Troubleshooting

As you wire up data ingestion in Materialize, you might run into some snags or unexpected scenarios. This guide collects common questions around data ingestion to help you troubleshoot your sources. If you’re looking for troubleshooting guidance for slow or unresponsive queries, check out the Transform data troubleshooting guide instead.

💡 Tip: For help getting started with your own data, you can schedule a free guided trial.

Why isn’t my source ingesting data?

First, check the status of your source in the Materialize console by navigating to https://console.materialize.com/, clicking the Sources tab in the navigation bar, and clicking the affected source.

Alternatively, you can get this information from the system catalog by querying the mz_source_statuses table:

SELECT * FROM mz_internal.mz_source_statuses
WHERE name = <SOURCE_NAME>;

Status	Description/recommendation
`paused`	Source is running on a cluster with 0 replicas. To resolve this, increase the replication factor of the cluster.
`stalled`	You likely have a configuration issue. The returned `error` field will provide more details.
`failed`	You likely have a configuration issue. The returned `error` field will provide more details.
`starting`	If this status persists for more than a few minutes, reach out to our team for support.
`running`	If your source is in a `running` state but you are not receiving data when you query the source, the source may still be ingesting its initial snapshot. See Has my source ingested its initial snapshot?.

Has my source ingested its initial snapshot?

While a source is snapshotting, the source (and the associated subsources) cannot serve queries. That is, queries issued to the snapshotting source (and its subsources) will return after the snapshotting completes (unless the user breaks out of the query).

Snapshotting can take anywhere from a few minutes to several hours, depending on the size of your dataset, the upstream database, the number of tables (more tables can be parallelized in Postgres), and the size of your ingestion cluster.

We’ve observed the following approximate snapshot rates from PostgreSQL:

Cluster Size	Snapshot Rate
25 cc	~20 MB/s
100 cc	~50 MB/s
800 cc	~200 MB/s

To determine whether your source has completed ingesting the initial snapshot, you can query the mz_source_statistics system catalog table:

SELECT snapshot_committed
FROM mz_internal.mz_source_statistics
WHERE id = <SOURCE_ID>;

You generally want to aggregate the snapshot_committed field across all worker threads, as done in the above query. The snapshot is only considered committed for the source as a whole once all worker threads have committed their components of the snapshot.

Even if your source has not yet committed its initial snapshot, you can still monitor its progress. See How do I monitor source ingestion progress?.

How do I speed up the snapshotting process?

We’ve observed the following approximate snapshot rates from PostgreSQL:

Cluster Size	Snapshot Rate
25 cc	~20 MB/s
100 cc	~50 MB/s
800 cc	~200 MB/s

To speed up the snapshotting process, you can scale up the size of the cluster used for snapshotting, then scale it back down once the snapshot completes.

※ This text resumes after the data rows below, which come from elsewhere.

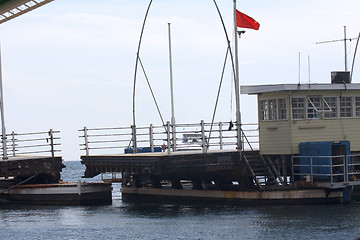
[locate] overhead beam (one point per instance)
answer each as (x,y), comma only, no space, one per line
(14,8)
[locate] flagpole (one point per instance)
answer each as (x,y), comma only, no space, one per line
(2,113)
(237,85)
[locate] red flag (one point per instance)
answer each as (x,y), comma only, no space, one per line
(245,21)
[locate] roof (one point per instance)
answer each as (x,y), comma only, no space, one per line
(258,89)
(10,9)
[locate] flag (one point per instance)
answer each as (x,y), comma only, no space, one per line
(245,21)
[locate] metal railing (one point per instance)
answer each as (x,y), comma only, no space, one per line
(32,144)
(333,169)
(201,136)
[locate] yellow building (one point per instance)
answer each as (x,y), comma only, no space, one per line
(289,114)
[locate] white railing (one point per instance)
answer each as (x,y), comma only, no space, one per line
(201,136)
(333,169)
(32,144)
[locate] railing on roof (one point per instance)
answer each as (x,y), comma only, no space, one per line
(32,144)
(12,9)
(336,171)
(198,136)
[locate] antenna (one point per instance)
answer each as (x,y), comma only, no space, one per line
(309,69)
(345,48)
(299,69)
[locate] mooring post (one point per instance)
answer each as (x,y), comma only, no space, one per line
(203,136)
(51,134)
(133,127)
(151,135)
(168,136)
(86,141)
(13,143)
(220,135)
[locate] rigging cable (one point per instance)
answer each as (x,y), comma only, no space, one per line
(152,93)
(136,66)
(352,66)
(217,98)
(229,50)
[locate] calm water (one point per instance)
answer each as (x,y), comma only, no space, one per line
(167,221)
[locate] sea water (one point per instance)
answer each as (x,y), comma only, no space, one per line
(176,221)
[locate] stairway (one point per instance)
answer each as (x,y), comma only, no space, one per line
(260,169)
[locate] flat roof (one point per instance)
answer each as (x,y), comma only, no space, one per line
(258,89)
(10,9)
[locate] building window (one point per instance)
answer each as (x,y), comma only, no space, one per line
(272,109)
(314,104)
(282,106)
(346,110)
(263,110)
(357,106)
(298,108)
(330,107)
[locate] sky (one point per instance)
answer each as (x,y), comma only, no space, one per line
(70,64)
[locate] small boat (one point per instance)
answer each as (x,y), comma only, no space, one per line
(62,193)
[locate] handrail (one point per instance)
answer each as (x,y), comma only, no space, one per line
(190,136)
(45,143)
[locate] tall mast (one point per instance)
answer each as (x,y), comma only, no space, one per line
(2,114)
(172,94)
(345,48)
(237,84)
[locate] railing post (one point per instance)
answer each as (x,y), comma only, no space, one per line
(311,170)
(346,178)
(13,142)
(133,127)
(51,134)
(331,170)
(168,136)
(151,135)
(86,141)
(173,128)
(220,135)
(203,136)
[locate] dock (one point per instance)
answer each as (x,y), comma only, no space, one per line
(30,173)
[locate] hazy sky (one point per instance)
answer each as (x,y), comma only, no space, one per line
(71,63)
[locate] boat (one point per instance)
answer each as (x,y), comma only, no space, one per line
(308,151)
(61,193)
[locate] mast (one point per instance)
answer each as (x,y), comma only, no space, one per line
(345,48)
(2,114)
(237,84)
(172,94)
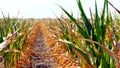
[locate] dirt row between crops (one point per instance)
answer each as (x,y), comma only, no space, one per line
(43,52)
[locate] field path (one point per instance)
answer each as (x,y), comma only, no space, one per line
(37,54)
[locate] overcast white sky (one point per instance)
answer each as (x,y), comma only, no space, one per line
(47,8)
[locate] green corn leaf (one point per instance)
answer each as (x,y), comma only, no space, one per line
(85,19)
(97,23)
(80,29)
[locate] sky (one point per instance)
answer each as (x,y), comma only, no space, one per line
(48,8)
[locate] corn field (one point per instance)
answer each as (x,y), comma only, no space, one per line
(62,42)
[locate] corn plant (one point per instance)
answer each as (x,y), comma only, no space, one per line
(13,37)
(92,43)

ALTER CLUSTER <cluster_name> SET ( SIZE = <new_size> );

NOTE: Resizing a cluster that hosts sources requires the cluster to restart. This operation incurs downtime for the duration it takes for all objects in the cluster to hydrate.

Once the initial snapshot has completed, you can resize the cluster for steady state.

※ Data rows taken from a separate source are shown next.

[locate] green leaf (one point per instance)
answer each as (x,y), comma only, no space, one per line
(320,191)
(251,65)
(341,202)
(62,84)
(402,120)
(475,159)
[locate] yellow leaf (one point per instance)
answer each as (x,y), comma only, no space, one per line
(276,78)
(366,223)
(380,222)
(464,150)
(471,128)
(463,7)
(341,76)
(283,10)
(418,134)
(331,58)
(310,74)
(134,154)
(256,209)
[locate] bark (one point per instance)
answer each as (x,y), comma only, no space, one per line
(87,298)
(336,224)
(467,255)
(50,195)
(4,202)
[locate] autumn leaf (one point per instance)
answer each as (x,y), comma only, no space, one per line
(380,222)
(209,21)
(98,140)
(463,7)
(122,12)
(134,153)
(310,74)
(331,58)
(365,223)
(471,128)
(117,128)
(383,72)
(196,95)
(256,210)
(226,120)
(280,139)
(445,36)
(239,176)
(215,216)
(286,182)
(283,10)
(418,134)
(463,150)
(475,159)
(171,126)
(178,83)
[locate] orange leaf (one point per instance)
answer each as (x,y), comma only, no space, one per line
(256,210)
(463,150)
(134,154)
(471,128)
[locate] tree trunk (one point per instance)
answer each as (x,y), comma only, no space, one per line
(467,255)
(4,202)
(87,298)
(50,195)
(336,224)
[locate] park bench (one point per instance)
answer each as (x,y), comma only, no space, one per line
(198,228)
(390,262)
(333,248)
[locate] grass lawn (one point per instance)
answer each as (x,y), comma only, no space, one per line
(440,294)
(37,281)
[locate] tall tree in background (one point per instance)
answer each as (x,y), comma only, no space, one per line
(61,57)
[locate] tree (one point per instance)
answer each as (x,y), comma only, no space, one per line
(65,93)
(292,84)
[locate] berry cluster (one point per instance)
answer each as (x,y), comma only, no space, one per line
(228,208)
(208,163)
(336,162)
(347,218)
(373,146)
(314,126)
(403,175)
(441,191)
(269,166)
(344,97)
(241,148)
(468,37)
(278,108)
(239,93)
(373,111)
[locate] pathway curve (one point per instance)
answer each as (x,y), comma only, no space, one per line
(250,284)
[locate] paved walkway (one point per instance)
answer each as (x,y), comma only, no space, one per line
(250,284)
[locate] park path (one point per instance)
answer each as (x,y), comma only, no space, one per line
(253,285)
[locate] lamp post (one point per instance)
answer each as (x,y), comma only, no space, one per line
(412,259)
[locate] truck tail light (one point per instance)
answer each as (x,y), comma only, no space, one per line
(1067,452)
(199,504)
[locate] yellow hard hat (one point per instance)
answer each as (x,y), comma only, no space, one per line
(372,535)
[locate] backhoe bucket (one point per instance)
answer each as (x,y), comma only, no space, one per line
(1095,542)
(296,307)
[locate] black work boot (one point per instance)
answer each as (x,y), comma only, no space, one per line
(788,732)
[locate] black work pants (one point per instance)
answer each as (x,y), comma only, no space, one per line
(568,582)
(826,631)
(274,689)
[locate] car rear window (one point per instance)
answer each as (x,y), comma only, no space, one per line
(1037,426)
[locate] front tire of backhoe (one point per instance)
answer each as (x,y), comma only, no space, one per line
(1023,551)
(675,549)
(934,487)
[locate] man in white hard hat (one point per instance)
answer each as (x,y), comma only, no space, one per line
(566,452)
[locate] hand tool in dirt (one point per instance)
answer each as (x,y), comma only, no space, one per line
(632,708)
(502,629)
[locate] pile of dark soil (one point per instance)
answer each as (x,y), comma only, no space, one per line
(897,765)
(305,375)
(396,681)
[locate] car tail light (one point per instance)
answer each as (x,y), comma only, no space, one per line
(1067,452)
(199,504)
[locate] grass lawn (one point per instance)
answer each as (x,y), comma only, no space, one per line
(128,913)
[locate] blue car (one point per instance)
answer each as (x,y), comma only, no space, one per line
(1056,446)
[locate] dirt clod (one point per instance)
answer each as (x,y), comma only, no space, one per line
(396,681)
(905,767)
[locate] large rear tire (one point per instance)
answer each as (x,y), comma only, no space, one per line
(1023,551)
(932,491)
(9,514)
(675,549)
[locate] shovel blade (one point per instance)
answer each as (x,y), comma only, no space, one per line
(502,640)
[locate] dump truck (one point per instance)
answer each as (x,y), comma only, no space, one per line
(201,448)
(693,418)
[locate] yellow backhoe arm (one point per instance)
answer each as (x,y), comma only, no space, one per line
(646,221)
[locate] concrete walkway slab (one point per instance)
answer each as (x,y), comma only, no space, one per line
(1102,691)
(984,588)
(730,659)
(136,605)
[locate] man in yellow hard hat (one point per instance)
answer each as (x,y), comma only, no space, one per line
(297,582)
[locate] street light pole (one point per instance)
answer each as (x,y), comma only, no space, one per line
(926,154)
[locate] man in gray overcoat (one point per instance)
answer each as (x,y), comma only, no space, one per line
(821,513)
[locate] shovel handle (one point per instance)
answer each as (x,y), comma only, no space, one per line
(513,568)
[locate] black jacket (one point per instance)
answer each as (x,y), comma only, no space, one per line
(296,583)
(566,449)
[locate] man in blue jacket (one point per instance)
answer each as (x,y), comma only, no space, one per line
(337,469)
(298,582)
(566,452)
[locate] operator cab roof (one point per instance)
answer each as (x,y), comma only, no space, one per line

For upsert sources, a larger cluster can not only speed up snapshotting, but may also be necessary to support increased memory usage during the process. For more information, see Use a larger cluster for upsert source snapshotting.

How do I monitor source ingestion progress?

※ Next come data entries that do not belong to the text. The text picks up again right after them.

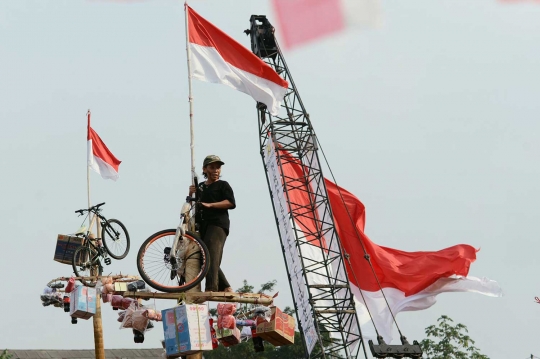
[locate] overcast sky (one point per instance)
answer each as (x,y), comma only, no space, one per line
(431,120)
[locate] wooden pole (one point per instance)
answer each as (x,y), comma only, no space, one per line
(98,326)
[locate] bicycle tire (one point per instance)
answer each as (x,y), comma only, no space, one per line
(117,245)
(83,267)
(156,270)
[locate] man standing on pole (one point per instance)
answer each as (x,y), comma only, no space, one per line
(216,197)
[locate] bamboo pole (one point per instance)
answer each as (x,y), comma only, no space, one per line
(98,324)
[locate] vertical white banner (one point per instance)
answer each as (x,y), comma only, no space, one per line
(288,238)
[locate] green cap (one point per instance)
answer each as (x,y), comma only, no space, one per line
(212,159)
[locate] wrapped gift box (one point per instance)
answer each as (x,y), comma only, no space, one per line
(82,302)
(279,330)
(186,330)
(65,248)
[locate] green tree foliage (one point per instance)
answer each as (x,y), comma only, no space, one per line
(449,341)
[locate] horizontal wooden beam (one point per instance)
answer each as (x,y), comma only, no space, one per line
(196,298)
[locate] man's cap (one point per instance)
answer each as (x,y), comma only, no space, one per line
(212,159)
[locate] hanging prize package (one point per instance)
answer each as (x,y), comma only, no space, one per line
(65,248)
(120,287)
(228,337)
(279,330)
(186,330)
(82,302)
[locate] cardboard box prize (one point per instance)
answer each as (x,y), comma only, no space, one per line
(186,330)
(227,336)
(82,302)
(279,330)
(65,248)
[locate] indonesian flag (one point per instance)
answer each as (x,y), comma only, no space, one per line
(216,57)
(410,280)
(100,159)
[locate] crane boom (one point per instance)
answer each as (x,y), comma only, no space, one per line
(312,250)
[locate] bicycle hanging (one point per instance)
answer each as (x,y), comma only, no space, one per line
(115,243)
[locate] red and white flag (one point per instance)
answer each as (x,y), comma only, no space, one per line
(100,159)
(303,21)
(409,280)
(217,58)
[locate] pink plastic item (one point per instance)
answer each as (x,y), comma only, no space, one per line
(71,285)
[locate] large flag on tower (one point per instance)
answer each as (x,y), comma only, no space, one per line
(409,280)
(100,159)
(216,57)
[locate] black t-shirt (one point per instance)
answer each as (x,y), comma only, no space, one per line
(216,192)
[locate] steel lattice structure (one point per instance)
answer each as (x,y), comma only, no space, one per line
(330,303)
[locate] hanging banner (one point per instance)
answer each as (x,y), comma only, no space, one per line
(288,240)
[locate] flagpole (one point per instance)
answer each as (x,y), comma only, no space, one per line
(191,130)
(87,165)
(99,348)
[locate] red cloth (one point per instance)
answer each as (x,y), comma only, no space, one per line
(409,272)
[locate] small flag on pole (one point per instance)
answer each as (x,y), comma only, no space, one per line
(100,159)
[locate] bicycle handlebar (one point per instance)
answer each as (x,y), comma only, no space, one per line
(81,211)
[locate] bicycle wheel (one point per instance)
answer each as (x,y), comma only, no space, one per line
(115,238)
(83,266)
(154,261)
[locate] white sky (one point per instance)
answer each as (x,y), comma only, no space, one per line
(431,120)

Repeatedly query the mz_source_statistics table and look for ingestion statistics that advance over time:

SELECT
    bytes_received,
    messages_received,
    updates_staged,
    updates_committed
FROM mz_internal.mz_source_statistics
WHERE id = <SOURCE_ID>;

You can also look at statistics for individual worker threads to evaluate whether ingestion progress is skewed, but it’s generally simplest to start by looking at the aggregate statistics for the whole source.

The bytes_received and messages_received statistics should roughly match the external system’s measure of progress. For example, the bytes_received and messages_received fields for a Kafka source should roughly match the upstream Kafka broker reports as the number of bytes (including the key) and number of messages transmitted, respectively.

During the initial snapshot, updates_committed will remain at zero until all messages in the snapshot have been staged. Only then will updates_committed advance. This is expected, and not a cause for concern.

After the initial snapshot, there should be relatively little skew between updates_staged and updates_committed. A large gap is usually an indication that the source has fallen behind, and that you likely need to scale it up.

messages_received does not necessarily correspond with updates_staged and updates_commmited. For example, a source with ENVELOPE UPSERT can have more updates than messages, because messages can cause both deletions and insertions (i.e. when they update a value for a key), which are both counted in the updates_* statistics. There can also be fewer updates than messages, as many messages for a single key can be consolidated if they occur within a (small) internally configured window. That said, messages_received making steady progress while updates_staged/updates_committed doesn’t is also evidence that a source has fallen behind, and may need to be scaled up.

Beware that these statistics periodically reset to zero, as internal components of the system restart. This is expected behavior. As a result, you should restrict your attention to how these statistics evolve over time, and not their absolute values at any moment in time.